1 A. Larson, The Law of Workmen’s Compensation § 16.00 (1985). The special errand rule is invoked when employees with regular hours were required to work overtime under circumstances that made the travel to and from work more hazardous. Id. at § 16.14. Professor Larson has categorized Hed as a special errand case where “the longer hours of work made the homeward trip more hazardous.” Id. at § 16.14 n. 28.
Here relator did not work regular hours; and the special errand rule does not apply to cases where the employee has a fixed place of work but works irregular hours basically because under these circumstances there is little on which the “special errand” justification can attach. Id. at § 16.04. It is important to note this case was never litigated as a “special errand” case, and none of the parties raised this issue. Swanson was subject to call at any time and when called to work, worked his normal hours and performed his regular duties.
On appeal to this court, relator adopts the position of the dissenting panel member of the Workers’ Compensation Court of Appeals and contends this case comes within the “special hazard” exception to the general exclusion of off-premises injuries. That exception has no application here. See Gibberd by Gibberd v. Control Data Corp., 424 N.W.2d 776 (Minn.1988); see generally, 1 A. Larson, supra *725§ 15.13(a). In Gibberd we discussed the “special hazard” exception and said:
The exception is applicable only if by virtue of the employment the employee is exposed to a hazard which originates on the employment premises, is a part of the working environment, or if it peculiarly exposes the employee to an external hazard which subjects the employee to a greater personal risk than one has when pursuing ordinary personal affairs.
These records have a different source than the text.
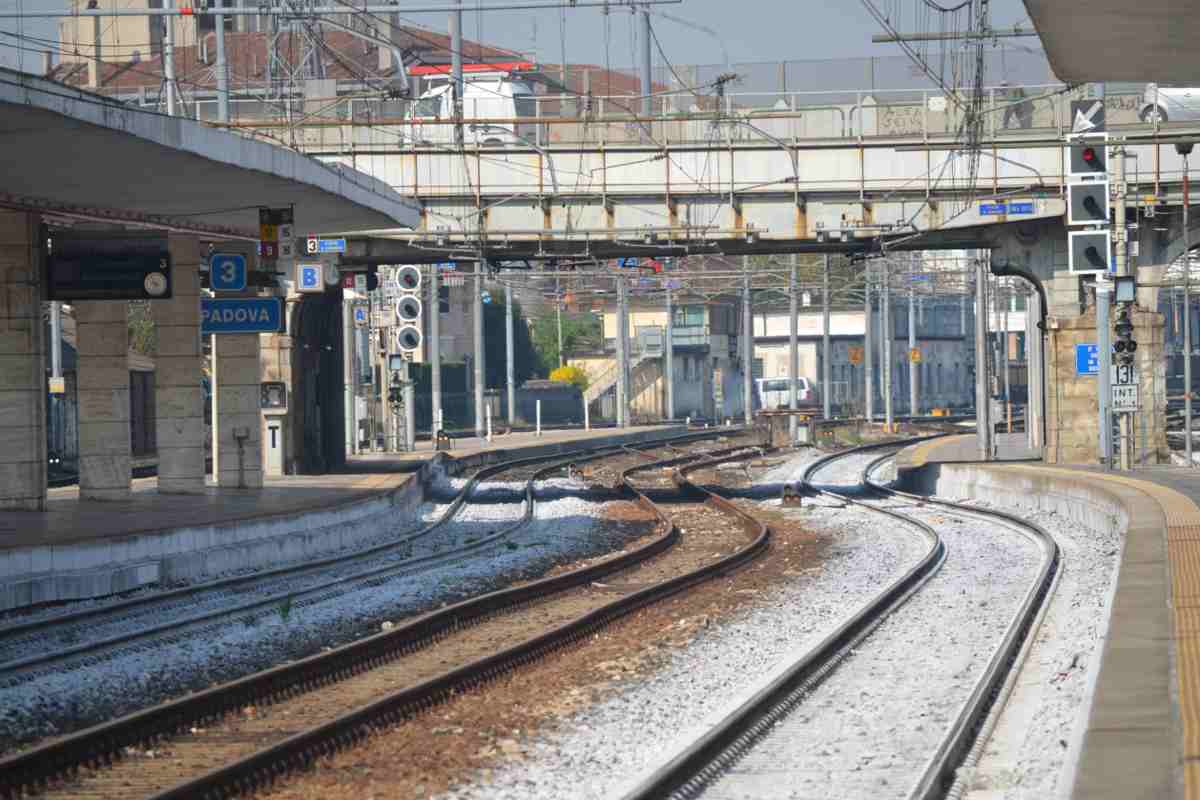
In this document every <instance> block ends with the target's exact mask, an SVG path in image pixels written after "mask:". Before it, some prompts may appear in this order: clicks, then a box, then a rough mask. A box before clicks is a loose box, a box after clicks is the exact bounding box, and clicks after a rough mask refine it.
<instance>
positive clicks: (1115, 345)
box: [1112, 306, 1138, 363]
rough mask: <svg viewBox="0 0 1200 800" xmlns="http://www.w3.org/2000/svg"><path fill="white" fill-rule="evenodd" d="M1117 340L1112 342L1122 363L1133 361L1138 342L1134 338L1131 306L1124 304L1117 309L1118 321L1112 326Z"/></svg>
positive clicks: (1113, 345) (1137, 346) (1135, 352)
mask: <svg viewBox="0 0 1200 800" xmlns="http://www.w3.org/2000/svg"><path fill="white" fill-rule="evenodd" d="M1112 330H1114V332H1115V333H1116V341H1114V342H1112V351H1114V353H1115V354H1116V356H1117V361H1118V362H1120V363H1133V359H1134V353H1136V351H1138V343H1136V342H1135V341H1134V338H1133V320H1130V319H1129V307H1128V306H1122V307H1121V308H1120V309H1118V311H1117V321H1116V324H1115V325H1114V326H1112Z"/></svg>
424 N.W.2d at 783 (footnotes omitted).
While the facts here are certainly tragic, under the current statutory scheme and our prior decisions, relator’s death while commuting home from work after a normal work shift is not compensable under the Workers’ Compensation Act.
Affirmed.
. Minn.Stat. § 176.021, subd. 1 (1984) provides:
Liability for Compensation. Except as excluded by this chapter all employers and employees are subject to the provisions of this chapter. Every employer is liable for compensation according to the provisions of this chapter and is liable to pay compensation in every case of personal injury or death of an employee arising out of and in the course of employment without regard to the question of negligence. The burden of proof of such facts is upon the employee.
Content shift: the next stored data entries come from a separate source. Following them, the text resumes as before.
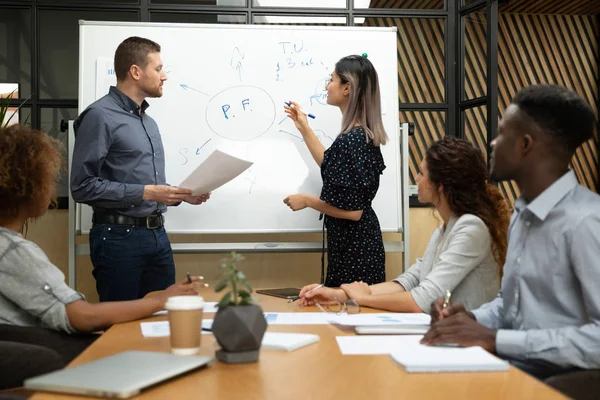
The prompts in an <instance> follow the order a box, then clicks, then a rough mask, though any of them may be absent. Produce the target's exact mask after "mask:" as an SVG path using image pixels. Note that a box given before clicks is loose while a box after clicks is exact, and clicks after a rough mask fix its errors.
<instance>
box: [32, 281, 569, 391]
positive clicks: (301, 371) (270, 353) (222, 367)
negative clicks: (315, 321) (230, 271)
mask: <svg viewBox="0 0 600 400" xmlns="http://www.w3.org/2000/svg"><path fill="white" fill-rule="evenodd" d="M203 295H204V298H205V300H206V301H217V300H218V297H217V294H215V293H213V292H212V291H211V292H210V293H208V292H207V293H203ZM257 296H258V297H259V298H260V300H261V301H260V303H259V304H260V305H261V307H262V308H263V310H264V311H269V312H303V311H308V312H317V311H319V309H318V308H316V307H309V308H299V307H298V306H297V303H292V304H288V303H287V302H286V300H284V299H279V298H276V297H270V296H263V295H257ZM374 311H376V310H371V309H361V312H363V313H364V312H374ZM319 312H320V311H319ZM213 316H214V314H205V318H213ZM166 319H167V317H166V316H157V317H152V318H148V319H146V320H144V321H163V320H166ZM268 330H269V331H272V332H296V333H316V334H318V335H319V336H320V340H319V342H318V343H316V344H312V345H309V346H307V347H304V348H301V349H298V350H296V351H293V352H289V353H288V352H281V351H274V350H261V353H260V359H259V361H258V362H257V363H253V364H238V365H230V364H229V365H228V364H223V363H220V362H216V363H215V364H214V365H213V366H212V367H209V368H206V369H201V370H197V371H194V372H191V373H189V374H187V375H183V376H181V377H179V378H175V379H173V380H171V381H168V382H166V383H163V384H161V385H158V386H156V387H154V388H151V389H148V390H147V391H144V392H142V394H141V395H139V396H137V397H135V399H138V398H143V399H198V398H201V399H245V400H247V399H277V400H279V399H300V398H301V399H344V400H348V399H366V398H372V399H398V398H406V399H443V400H451V399H486V400H493V399H521V398H525V399H545V400H552V399H565V398H566V397H564V396H562V395H561V394H560V393H559V392H557V391H555V390H553V389H551V388H550V387H548V386H546V385H544V384H543V383H541V382H539V381H537V380H535V379H534V378H531V377H530V376H529V375H526V374H525V373H523V372H521V371H519V370H518V369H516V368H514V367H512V366H511V367H510V369H509V371H508V372H476V373H437V374H408V373H406V372H404V370H403V369H402V368H401V367H400V366H399V365H398V364H396V363H395V362H394V361H393V360H392V359H391V357H390V356H387V355H378V356H344V355H342V354H341V353H340V350H339V348H338V345H337V342H336V339H335V337H336V336H340V335H353V334H354V333H352V332H343V331H341V330H340V329H338V328H337V327H335V326H332V325H271V326H269V327H268ZM217 348H218V346H217V345H216V344H215V341H214V337H213V336H212V335H202V348H201V350H200V354H201V355H212V354H214V351H215V349H217ZM126 350H145V351H158V352H169V350H170V346H169V338H168V337H164V338H144V337H142V334H141V329H140V321H136V322H128V323H124V324H118V325H115V326H113V327H112V328H110V329H109V330H108V331H107V332H106V333H105V334H104V335H102V336H101V337H100V338H99V339H98V340H97V341H96V342H95V343H94V344H93V345H92V346H90V347H89V348H88V349H87V350H86V351H84V352H83V353H82V354H81V355H80V356H79V357H77V358H76V359H75V360H74V361H73V362H72V363H71V364H70V365H69V366H71V367H72V366H76V365H81V364H85V363H87V362H90V361H92V360H95V359H98V358H102V357H106V356H110V355H113V354H116V353H119V352H122V351H126ZM32 398H33V399H35V400H42V399H59V398H62V399H64V398H67V399H79V398H81V399H89V397H78V396H70V395H59V394H50V393H36V394H35V395H34V396H33V397H32Z"/></svg>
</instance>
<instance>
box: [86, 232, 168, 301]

If the injury was intentionally self-inflicted or the intoxication of the employee is the proximate cause of the injury, then the employer is not liable for compensation. The burden of proof of these facts is upon the employer.
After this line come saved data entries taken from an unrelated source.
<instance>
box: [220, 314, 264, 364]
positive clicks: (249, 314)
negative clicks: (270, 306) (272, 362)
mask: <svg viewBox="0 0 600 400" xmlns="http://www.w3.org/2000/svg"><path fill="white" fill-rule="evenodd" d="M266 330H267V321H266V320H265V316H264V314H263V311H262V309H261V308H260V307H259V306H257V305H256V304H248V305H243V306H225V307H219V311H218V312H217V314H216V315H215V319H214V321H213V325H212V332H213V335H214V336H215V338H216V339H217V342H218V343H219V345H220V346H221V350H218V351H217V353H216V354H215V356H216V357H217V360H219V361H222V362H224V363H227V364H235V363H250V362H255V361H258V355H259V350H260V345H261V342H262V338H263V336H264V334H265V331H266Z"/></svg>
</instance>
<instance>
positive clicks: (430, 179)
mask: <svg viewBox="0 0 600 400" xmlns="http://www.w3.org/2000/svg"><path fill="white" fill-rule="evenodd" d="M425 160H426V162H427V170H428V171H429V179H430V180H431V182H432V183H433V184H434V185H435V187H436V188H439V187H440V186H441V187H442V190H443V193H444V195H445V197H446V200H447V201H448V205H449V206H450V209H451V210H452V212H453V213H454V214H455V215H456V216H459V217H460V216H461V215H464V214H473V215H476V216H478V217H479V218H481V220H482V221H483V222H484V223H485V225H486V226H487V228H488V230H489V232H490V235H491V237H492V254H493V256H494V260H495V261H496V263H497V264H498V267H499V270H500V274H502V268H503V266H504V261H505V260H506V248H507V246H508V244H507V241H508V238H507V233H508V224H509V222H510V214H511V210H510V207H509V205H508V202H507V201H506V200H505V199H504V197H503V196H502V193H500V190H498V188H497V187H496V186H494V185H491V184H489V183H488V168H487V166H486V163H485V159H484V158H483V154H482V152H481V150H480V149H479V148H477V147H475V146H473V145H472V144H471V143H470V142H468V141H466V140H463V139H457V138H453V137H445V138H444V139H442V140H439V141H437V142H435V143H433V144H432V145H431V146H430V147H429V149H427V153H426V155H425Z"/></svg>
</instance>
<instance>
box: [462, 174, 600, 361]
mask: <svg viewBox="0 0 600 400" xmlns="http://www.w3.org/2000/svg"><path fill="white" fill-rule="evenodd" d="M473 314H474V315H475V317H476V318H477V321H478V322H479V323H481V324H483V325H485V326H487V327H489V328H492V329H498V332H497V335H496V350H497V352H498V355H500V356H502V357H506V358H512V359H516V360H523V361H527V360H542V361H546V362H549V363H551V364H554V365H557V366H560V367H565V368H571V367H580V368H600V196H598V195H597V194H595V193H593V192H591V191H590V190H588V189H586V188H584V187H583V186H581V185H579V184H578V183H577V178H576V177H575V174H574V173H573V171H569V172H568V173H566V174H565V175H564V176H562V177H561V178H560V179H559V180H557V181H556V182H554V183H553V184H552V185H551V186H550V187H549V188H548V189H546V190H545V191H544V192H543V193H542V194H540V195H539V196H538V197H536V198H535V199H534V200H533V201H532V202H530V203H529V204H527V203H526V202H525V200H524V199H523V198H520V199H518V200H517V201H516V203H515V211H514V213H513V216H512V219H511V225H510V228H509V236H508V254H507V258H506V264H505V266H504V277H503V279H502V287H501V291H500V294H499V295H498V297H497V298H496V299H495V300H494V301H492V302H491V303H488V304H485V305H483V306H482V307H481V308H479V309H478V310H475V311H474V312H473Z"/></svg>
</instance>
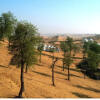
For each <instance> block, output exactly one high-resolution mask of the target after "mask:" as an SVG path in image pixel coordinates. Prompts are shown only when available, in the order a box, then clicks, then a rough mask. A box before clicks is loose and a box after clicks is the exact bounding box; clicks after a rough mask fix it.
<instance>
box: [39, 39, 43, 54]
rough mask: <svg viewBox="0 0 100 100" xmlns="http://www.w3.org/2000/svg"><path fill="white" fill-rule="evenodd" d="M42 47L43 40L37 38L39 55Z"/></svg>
mask: <svg viewBox="0 0 100 100" xmlns="http://www.w3.org/2000/svg"><path fill="white" fill-rule="evenodd" d="M43 47H44V43H43V39H42V38H39V44H38V51H39V52H40V53H41V52H42V51H43Z"/></svg>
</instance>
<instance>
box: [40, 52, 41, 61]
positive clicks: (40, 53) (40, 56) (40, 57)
mask: <svg viewBox="0 0 100 100" xmlns="http://www.w3.org/2000/svg"><path fill="white" fill-rule="evenodd" d="M40 63H41V52H40Z"/></svg>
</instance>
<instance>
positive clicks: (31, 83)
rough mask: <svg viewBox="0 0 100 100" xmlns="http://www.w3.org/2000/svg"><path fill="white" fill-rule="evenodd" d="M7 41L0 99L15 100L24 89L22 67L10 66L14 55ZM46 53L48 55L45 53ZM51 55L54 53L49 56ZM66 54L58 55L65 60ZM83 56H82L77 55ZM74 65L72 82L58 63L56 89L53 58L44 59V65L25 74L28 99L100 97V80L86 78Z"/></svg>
mask: <svg viewBox="0 0 100 100" xmlns="http://www.w3.org/2000/svg"><path fill="white" fill-rule="evenodd" d="M7 45H8V44H7V42H4V43H3V45H1V46H0V97H1V98H14V97H16V96H17V95H18V92H19V89H20V68H16V66H12V65H9V62H10V59H11V57H12V55H10V54H9V52H8V49H7ZM44 53H45V52H44ZM49 54H50V53H49ZM61 55H62V53H60V54H58V53H55V56H60V57H61ZM77 56H81V54H79V53H78V54H77ZM78 62H79V60H76V61H75V63H74V64H73V65H72V66H71V71H70V73H71V80H70V81H68V80H67V70H66V69H65V71H62V62H61V61H58V62H57V63H56V66H55V84H56V86H55V87H54V86H52V79H51V75H52V74H51V68H50V66H51V64H52V59H51V58H49V57H47V56H42V62H41V63H38V64H37V65H34V66H32V67H30V68H29V70H28V73H24V80H25V91H24V93H23V97H25V98H100V81H99V80H93V79H90V78H88V77H86V79H84V75H83V74H82V73H81V72H80V70H79V69H76V67H75V65H76V64H77V63H78Z"/></svg>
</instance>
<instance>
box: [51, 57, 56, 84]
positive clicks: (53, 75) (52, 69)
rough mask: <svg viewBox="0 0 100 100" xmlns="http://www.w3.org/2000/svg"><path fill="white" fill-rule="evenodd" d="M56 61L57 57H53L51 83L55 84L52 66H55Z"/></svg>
mask: <svg viewBox="0 0 100 100" xmlns="http://www.w3.org/2000/svg"><path fill="white" fill-rule="evenodd" d="M56 61H57V58H56V59H55V61H53V64H52V85H53V86H55V82H54V67H55V63H56Z"/></svg>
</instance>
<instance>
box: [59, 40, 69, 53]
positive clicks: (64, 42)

. Personal injury is defined in Minn.Stat. § 176.011, subd. 16 (1984) as:
Personal Injury. “Personal injury” means injury arising out of and in the course of employment and includes personal injury caused by occupational disease; but does not cover an employee except while engaged in, on, or about the premises where his services require his presence as a part of such service at the time of the injury and during the hours of such service. Where the employer regularly furnished transportation to his employees to and from the place of employment such employees are subject to this chapter while being so transported, but shall not include an injury caused by the act of a third person or fellow employee intended to injure the employee because of reasons personal to him, and not directed against him as an employee, or because of his employment.